В философии и теории права конца XIX – начала XX века полемика в научной среде велась по вопросам не только методологии, но и по проблемам соотношения бытия и долженствования, нормативного и фактического, рационального и иррационального[121].

В учениях и Г. Риккерта, и В. Виндельбанда норма являлась промежуточным звеном между бытием и сознанием: она есть и не «чистая мысль» (так как в ней осуществляется воля), и не «чистый факт» (поскольку в реальности не осуществляется), т. е. не становится «фактическим содержанием мысли». Заслуга русских философов права, как представляется, заключается в том, что они сумели показать содержание нормы, правовой нормы в частности, применительно к реальности. Большинство юристов XIX–XX веков были уверены, что назначение права как нормы именно в его практическом осуществлении.

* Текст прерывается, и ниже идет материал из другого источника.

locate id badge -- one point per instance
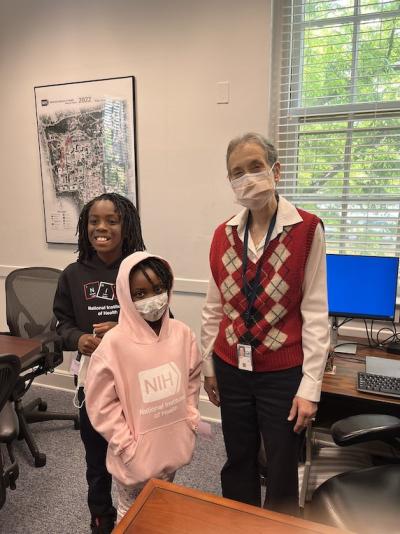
(245, 361)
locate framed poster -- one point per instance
(87, 143)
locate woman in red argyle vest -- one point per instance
(265, 330)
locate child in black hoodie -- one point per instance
(86, 307)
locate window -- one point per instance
(339, 125)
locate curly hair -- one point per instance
(132, 240)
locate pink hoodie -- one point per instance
(142, 391)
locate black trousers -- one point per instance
(254, 404)
(98, 478)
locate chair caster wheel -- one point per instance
(42, 406)
(40, 460)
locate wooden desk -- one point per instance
(26, 349)
(165, 508)
(340, 398)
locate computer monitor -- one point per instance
(362, 287)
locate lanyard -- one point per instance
(250, 289)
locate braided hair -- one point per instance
(132, 240)
(160, 269)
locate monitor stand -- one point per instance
(343, 348)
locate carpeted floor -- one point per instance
(52, 499)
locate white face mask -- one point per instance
(153, 308)
(254, 190)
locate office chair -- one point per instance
(29, 309)
(364, 500)
(10, 367)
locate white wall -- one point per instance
(177, 50)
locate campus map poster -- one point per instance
(86, 133)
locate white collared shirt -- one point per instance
(314, 306)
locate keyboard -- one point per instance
(378, 384)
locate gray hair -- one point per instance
(271, 154)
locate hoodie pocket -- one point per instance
(157, 453)
(129, 453)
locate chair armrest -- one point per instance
(49, 337)
(365, 427)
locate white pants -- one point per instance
(127, 495)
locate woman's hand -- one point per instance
(305, 411)
(88, 343)
(211, 387)
(101, 328)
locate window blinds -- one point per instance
(339, 125)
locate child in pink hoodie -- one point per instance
(143, 382)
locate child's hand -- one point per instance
(211, 387)
(101, 328)
(88, 343)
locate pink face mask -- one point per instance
(254, 190)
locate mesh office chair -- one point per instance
(364, 500)
(10, 367)
(29, 308)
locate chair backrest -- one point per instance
(10, 367)
(29, 300)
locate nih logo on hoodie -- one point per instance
(160, 382)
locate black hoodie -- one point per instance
(85, 296)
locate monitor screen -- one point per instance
(362, 286)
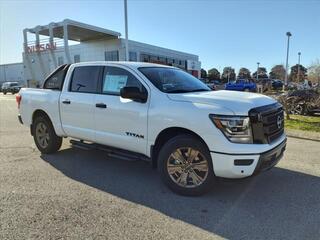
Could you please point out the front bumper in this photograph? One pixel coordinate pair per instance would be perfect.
(245, 165)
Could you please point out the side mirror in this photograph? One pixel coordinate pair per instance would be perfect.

Кроме того, норма реализуется в переживаниях, которые дают нам чувство достижения истины, справедливости, добра и другие. В этом сознании норма проявляет свое реальное бытие. С этих же позиций и момент «долженствования» не противопоставляется бытию, а становится особым его видом, подлежащий изучению в области этики и права. На этих методологических основах отечественные представители обеих школ неокантианства создавали учения о морали, праве, государстве, нравственных и социальных идеалах.

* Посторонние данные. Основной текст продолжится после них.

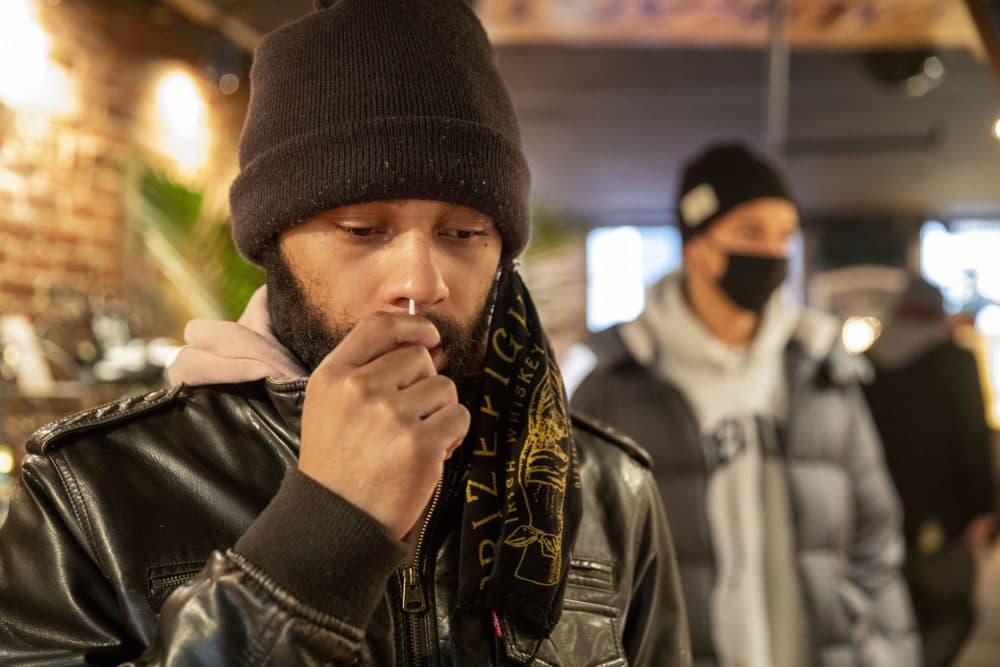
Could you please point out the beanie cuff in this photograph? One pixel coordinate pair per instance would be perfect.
(408, 157)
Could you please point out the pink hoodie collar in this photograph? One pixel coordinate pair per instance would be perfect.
(221, 352)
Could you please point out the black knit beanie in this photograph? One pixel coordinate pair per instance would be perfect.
(373, 100)
(718, 180)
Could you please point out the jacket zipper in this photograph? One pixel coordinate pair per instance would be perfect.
(414, 602)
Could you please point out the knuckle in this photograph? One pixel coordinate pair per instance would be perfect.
(359, 385)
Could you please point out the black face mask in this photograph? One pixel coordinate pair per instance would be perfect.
(750, 280)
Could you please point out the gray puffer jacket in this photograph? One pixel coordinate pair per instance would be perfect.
(846, 519)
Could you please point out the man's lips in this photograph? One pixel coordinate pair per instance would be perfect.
(439, 358)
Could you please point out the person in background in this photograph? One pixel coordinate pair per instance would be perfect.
(786, 525)
(927, 402)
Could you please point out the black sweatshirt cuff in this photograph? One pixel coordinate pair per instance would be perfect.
(322, 549)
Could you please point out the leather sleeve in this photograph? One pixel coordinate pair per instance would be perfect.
(58, 606)
(885, 626)
(656, 630)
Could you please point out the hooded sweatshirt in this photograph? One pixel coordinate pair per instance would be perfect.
(222, 352)
(740, 398)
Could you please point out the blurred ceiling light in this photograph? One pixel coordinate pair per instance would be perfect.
(28, 79)
(860, 333)
(182, 116)
(988, 321)
(229, 84)
(933, 67)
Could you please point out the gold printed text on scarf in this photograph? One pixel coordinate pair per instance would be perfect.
(522, 497)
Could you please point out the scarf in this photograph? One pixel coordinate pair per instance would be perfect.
(522, 501)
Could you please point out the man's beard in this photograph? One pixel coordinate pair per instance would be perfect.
(311, 336)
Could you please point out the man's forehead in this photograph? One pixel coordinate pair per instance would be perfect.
(768, 214)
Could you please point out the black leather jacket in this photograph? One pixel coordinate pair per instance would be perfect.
(119, 549)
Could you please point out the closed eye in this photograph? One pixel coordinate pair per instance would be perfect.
(463, 234)
(360, 232)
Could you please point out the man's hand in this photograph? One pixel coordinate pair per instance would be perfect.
(379, 422)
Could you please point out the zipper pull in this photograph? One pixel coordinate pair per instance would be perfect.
(413, 592)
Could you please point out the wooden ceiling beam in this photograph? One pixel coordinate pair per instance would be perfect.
(208, 15)
(989, 31)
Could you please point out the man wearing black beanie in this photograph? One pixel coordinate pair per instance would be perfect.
(376, 464)
(764, 449)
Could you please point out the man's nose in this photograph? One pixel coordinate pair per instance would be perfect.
(415, 273)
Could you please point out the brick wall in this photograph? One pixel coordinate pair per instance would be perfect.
(63, 220)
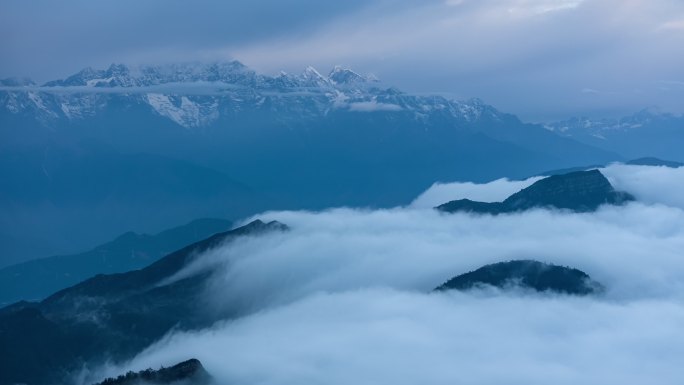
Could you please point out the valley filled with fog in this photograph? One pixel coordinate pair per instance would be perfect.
(345, 296)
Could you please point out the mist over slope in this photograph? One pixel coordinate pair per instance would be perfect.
(344, 296)
(146, 148)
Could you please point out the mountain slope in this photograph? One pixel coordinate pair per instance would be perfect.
(36, 279)
(528, 274)
(305, 141)
(579, 191)
(646, 133)
(107, 317)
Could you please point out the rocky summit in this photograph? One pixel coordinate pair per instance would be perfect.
(190, 372)
(580, 191)
(527, 274)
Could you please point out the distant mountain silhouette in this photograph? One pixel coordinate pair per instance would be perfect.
(526, 274)
(651, 161)
(183, 141)
(108, 317)
(190, 372)
(36, 279)
(579, 191)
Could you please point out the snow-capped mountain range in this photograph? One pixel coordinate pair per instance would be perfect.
(197, 95)
(647, 132)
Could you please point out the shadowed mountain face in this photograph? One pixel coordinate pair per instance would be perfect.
(35, 280)
(190, 372)
(527, 274)
(579, 191)
(162, 145)
(108, 316)
(646, 133)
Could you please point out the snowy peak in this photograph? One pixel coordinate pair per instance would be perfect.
(196, 95)
(340, 75)
(120, 75)
(312, 78)
(17, 82)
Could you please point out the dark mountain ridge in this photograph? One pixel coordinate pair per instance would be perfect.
(303, 141)
(190, 372)
(579, 191)
(528, 274)
(108, 317)
(36, 279)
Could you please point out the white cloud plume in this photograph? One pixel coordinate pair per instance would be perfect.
(494, 191)
(344, 297)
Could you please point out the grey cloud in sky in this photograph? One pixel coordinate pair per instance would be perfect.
(535, 58)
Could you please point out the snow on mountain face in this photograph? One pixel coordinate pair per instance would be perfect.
(196, 95)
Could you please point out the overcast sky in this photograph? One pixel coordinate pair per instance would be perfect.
(540, 59)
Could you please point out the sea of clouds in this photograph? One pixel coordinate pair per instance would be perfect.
(345, 296)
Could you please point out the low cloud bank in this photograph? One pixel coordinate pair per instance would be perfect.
(344, 297)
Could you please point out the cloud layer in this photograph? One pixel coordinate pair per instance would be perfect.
(536, 58)
(344, 297)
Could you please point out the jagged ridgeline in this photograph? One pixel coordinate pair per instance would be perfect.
(526, 274)
(579, 191)
(190, 372)
(150, 147)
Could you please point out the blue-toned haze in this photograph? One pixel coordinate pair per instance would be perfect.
(540, 59)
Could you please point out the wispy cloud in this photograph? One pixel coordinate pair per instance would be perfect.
(344, 297)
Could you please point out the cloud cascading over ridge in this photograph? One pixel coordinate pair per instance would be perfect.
(344, 297)
(535, 58)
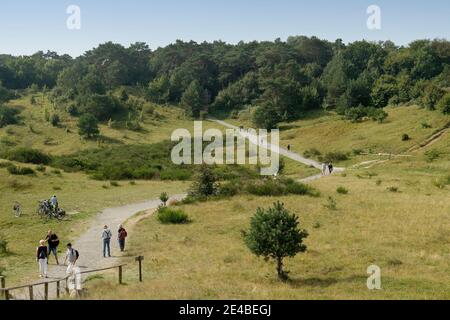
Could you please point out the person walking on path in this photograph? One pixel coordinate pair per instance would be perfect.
(53, 243)
(324, 168)
(41, 258)
(330, 168)
(106, 236)
(122, 235)
(72, 256)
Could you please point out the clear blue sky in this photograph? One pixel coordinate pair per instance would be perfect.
(27, 26)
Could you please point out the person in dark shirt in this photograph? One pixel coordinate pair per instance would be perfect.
(41, 258)
(122, 235)
(53, 243)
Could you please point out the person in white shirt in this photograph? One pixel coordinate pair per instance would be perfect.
(106, 236)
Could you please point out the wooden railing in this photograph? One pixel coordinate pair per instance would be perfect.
(6, 291)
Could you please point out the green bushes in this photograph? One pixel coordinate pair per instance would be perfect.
(3, 246)
(312, 153)
(335, 156)
(359, 113)
(168, 215)
(27, 155)
(55, 120)
(432, 155)
(20, 171)
(342, 190)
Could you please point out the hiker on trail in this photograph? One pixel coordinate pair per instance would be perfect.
(122, 235)
(72, 256)
(106, 236)
(53, 243)
(41, 258)
(54, 202)
(324, 168)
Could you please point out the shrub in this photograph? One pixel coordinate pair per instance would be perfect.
(432, 155)
(88, 126)
(266, 188)
(393, 189)
(55, 119)
(274, 233)
(114, 184)
(205, 183)
(3, 246)
(279, 187)
(444, 104)
(168, 215)
(20, 171)
(72, 110)
(8, 116)
(27, 155)
(229, 189)
(342, 190)
(18, 185)
(294, 187)
(331, 204)
(425, 125)
(441, 183)
(335, 156)
(312, 153)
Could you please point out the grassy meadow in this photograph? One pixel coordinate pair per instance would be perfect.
(395, 216)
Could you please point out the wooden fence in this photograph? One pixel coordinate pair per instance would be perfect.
(6, 291)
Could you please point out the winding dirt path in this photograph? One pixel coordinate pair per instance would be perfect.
(89, 245)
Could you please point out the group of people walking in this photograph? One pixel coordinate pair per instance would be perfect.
(49, 246)
(327, 168)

Наибольшее внимание к проблемам методологии в области права в среде русских неокантианцев уделено в учении Б. А. Кистяковского, яркого последователя теории Г. Риккерта в России[122]. По оценке Б. А. Кистяковского, распространение многочисленных социологических исследований в конце XIX века поставило перед социальной наукой вопрос о возможности применения для нее метода причинно-следственных отношений, характерного для естественных наук. Накопление фактических данных шло быстрее, чем логические и гносеологические исследования объектов естественных и социальных наук. Вслед за В. Виндельбандом и Г. Риккертом Б. А. Кистяковский утверждал, что сама по себе фактология не дает глубины знанию и не является его свидетельством.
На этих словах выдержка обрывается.